Astonishingly, the Roman Reed Act is revenue-positive, bringing in more money than was invested. Our program spent roughly $14 million California taxpayer dollars -- but it attracted an additional $89 million in matching grants from outside sources like the National Institutes of Health -- new money for the state.
The program is supported by Lt. Governor Gavin Newsom, the University of California (UC) system, Art Torres (California State Senator, ret), Bob Klein (author of the California stem cell program), Jonathan "JT" Thomas, the program's current chair, legislators like Bill Monning, Gil Cedillo, Tom Ammiano, Jerry Hill, Holly Mitchell, V. Manuel Perez, Nancy Skinner, Mike Davis, the California Healthcare Institute (CHI), Hans Keirstead (his project achieved the world's first embryonic stem cell research human trials) Shinya Yamanaka (who invented a substitute for embryonic stem cells) and his fellow Nobel Laureate Paul Berg (Nobel Prize-winner for DNA research), Sherry Lansing (former President, Paramount Pictures), former state controller Steve Westly, Leeza Gibbons (Board Member California stem cell research program, former host Entertainment Tonight), Brock Reeve (Christopher's brother and director of Harvard Stem Cell Institute), Jeanne F. Loring (Director, Center for Regenerative Medicine at Scripps Research Institute), Mary Vassar, Executive Director UCSF, San Francisco General Hospital Brain and Spinal Injury Center) and many more.

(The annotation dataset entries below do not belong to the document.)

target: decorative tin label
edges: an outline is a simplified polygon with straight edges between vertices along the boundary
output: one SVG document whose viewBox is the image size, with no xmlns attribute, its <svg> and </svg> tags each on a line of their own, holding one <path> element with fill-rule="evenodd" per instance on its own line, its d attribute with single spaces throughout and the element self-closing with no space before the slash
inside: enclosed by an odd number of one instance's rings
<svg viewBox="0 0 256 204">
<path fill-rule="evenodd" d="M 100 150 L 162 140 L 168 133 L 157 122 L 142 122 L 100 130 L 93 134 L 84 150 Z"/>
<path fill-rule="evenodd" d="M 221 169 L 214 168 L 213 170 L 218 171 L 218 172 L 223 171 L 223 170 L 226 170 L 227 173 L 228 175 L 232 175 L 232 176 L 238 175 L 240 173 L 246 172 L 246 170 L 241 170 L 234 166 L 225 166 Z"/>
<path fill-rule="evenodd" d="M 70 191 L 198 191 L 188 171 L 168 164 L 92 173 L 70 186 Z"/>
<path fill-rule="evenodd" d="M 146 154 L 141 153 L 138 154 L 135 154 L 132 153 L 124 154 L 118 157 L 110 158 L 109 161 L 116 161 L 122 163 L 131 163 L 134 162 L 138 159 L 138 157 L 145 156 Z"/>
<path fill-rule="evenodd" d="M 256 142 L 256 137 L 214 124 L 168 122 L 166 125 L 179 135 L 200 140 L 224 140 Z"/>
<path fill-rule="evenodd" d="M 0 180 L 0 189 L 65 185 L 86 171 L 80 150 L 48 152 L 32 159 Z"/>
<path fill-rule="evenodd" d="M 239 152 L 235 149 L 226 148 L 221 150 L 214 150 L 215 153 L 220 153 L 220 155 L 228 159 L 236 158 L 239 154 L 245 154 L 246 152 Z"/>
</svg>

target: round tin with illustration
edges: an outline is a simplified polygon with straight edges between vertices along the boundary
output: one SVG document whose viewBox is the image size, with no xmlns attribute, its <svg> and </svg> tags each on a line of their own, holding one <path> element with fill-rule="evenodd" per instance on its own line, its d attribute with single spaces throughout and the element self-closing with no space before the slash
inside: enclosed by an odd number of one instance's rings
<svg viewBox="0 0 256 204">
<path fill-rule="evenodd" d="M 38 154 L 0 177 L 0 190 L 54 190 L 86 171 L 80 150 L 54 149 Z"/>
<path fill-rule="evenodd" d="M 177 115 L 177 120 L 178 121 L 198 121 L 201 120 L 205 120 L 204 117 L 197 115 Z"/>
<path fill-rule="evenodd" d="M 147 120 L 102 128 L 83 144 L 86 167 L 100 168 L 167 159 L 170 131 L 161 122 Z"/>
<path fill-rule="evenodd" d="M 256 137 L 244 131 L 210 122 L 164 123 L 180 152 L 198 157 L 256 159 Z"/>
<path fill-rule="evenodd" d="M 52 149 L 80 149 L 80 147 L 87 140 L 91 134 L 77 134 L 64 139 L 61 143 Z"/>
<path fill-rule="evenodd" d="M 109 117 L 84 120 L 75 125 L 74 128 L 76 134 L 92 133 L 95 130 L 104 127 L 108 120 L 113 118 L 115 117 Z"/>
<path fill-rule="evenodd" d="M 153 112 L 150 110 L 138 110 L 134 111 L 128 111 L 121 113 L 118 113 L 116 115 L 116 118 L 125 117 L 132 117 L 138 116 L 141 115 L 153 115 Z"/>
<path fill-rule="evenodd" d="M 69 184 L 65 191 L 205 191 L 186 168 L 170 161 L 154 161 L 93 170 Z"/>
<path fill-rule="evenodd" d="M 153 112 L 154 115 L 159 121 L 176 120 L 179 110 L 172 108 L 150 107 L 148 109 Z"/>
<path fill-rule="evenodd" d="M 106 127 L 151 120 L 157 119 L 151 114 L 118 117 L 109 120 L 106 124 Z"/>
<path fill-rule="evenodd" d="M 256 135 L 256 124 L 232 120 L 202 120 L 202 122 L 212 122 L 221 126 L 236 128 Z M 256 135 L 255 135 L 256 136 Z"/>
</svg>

In Southern California, visit the Roman Reed Laboratory at UC Irvine*. Or check out our website and download our 58-page report.
Christopher Reeve made a prediction: "One day, Roman and I will stand up from our wheelchairs, and walk away from them forever." Cure did not come in time for the paralyzed Superman, but the flame of his faith still lights our way. As he always said, we will "go forward," and we will prevail.
Can we pass a funding bill for paralysis cure research?
"We did it before -- and we'll do it again!"
*Saturday, March 16th, visit the Annual "Meet the Scientists" Forum, 12-4 pm, at the William J. Gillespie Neuroscience Research Facility, University of California, Irvine.